Canucks Season Preview: The hardest way to make an easy living
Let’s face it this year has the potential to be a horrible hockey year for Vancouver. Pick up tickets to the WHL Giants because the Canucks have all the markings of a disaster about them as the year is about to begin. Making the playoffs will be unlikely in a competitive Western Conference where every team has strengthened while the Canucks have been throwing talent overboard as if hoping to right a sinking ship. The off-season has been a farce and there’s nothing to suggest that’s about to change.
How bad is it? You’ll find out after the jump.
An off-season to forget
Appointing a rookie General Manager sounds kind of dumb for a team that’s meant to be a Stanley Cup contender, but that sort of limited ambition is what Vancouver fans should have come to expect. Nobody is aiming to win, they’re just aiming not to come in last. The appointment of Mike Gillis made a little more sense when you consider that he was the Canucks star player Marcus Naslund’s agent prior to that. Obviously keeping Canucks captain Naslund was important, especially given the retirement of the team’s other leader Trevor Linden had retired. Too bad then that they didn’t even offer him a new contract.
Instead of resigning Naslund Gillis made a big deal about how the Canucks were about to sign Mats Sundin, allowing Naslund to sign for the New York Rangers.
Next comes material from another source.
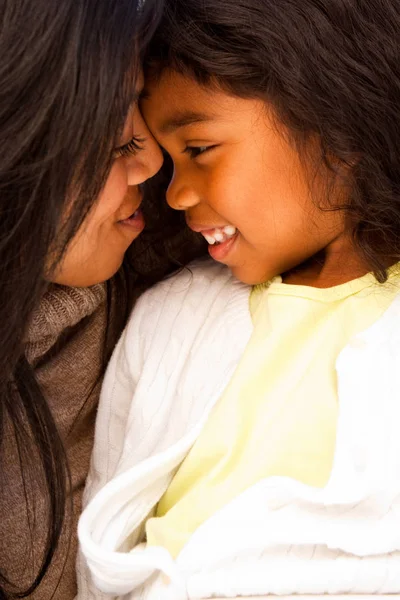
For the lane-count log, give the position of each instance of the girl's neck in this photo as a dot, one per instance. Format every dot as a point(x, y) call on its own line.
point(336, 264)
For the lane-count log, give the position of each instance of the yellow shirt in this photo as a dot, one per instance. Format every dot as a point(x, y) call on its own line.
point(278, 414)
Of course talking with Sundin before talking with the press about how he was about to arrive in Vancouver might have been a good idea, because Sundin seemed surprised to learn that he had already signed with Vancouver. Sundin isn’t coming, and even if he was it’s not 1997 so I’m not sure why we wanted him.
It’s also not 2002, and so the arrival of Pavol Demitra isn’t exactly reassuring.
The Good News
I don’t want you to think it’s all bad. Okay it’s mostly bad, but even the darkest clouds have silver somewhere hidden in them. I mean if you’re going to trust cliches they do. As long as the team gives 110% every game and sticks to playing the fundamentals.
Wait… sorry I was channeling The Province.
Basically the good news is that Roberto Luongo is still a Canuck. 2007’s Hart Trophy (League MVP) runner up belongs at a better team. The Canucks will win games they’ve got no business winning because he’s in the net, and if someone could build a time machine and shoot him back in time to any of the number of years when we had Dan Cloutier in net for the playoffs the Canucks would have a few Stanley Cup banners hanging from the rafters.
The trouble was he was not enough to drag the team into the playoffs last year, and with an overall weaker team he probably won’t be able to do it this year either. Luongo’s a motivated player, and last year when it was clear that none of the team could be arsed to even try, save for Luongo and Linden, there were definite questions as to whether he would stay in Vancouver.
The overall
Being complete shit has become too comfortable to the Canucks, and as an organization they don’t look like they’re willing to change things. Instead of bringing in a top level manager to sort things out they brought in a novice and then let Steve Tambelini go to Edmonton to be the General Manager there. No matter how bad the team plays they will sell out every game, sell jerseys and baseball caps. It’s Vancouver, it’s Canada and the fact is we’re happy to accept performances that would never get a pass in cities like Toronto, Edmonton and Montreal.
In an American city where hockey plays third fiddle to football and baseball and the team owners can’t count on the team selling out every home game, being so complacent would mean the death of a franchise. The Canucks will survive, but it’s going to be a long season.
Come on down to San Jose where the Sharks compete in the Bay Area with two football teams, two baseball teams, a basketball team, not to mention Stanford and UC Berkeley football/basketball. You can watch the Sharks make a run for the second round of the playoffs.
Exactly. If the Sharks half assed it as much as the Canucks seem to be doing this season, at least in the boardroom, they’d be out of business in a few seasons. The Canucks though are going to sellout every game no matter how un-competitive the team is.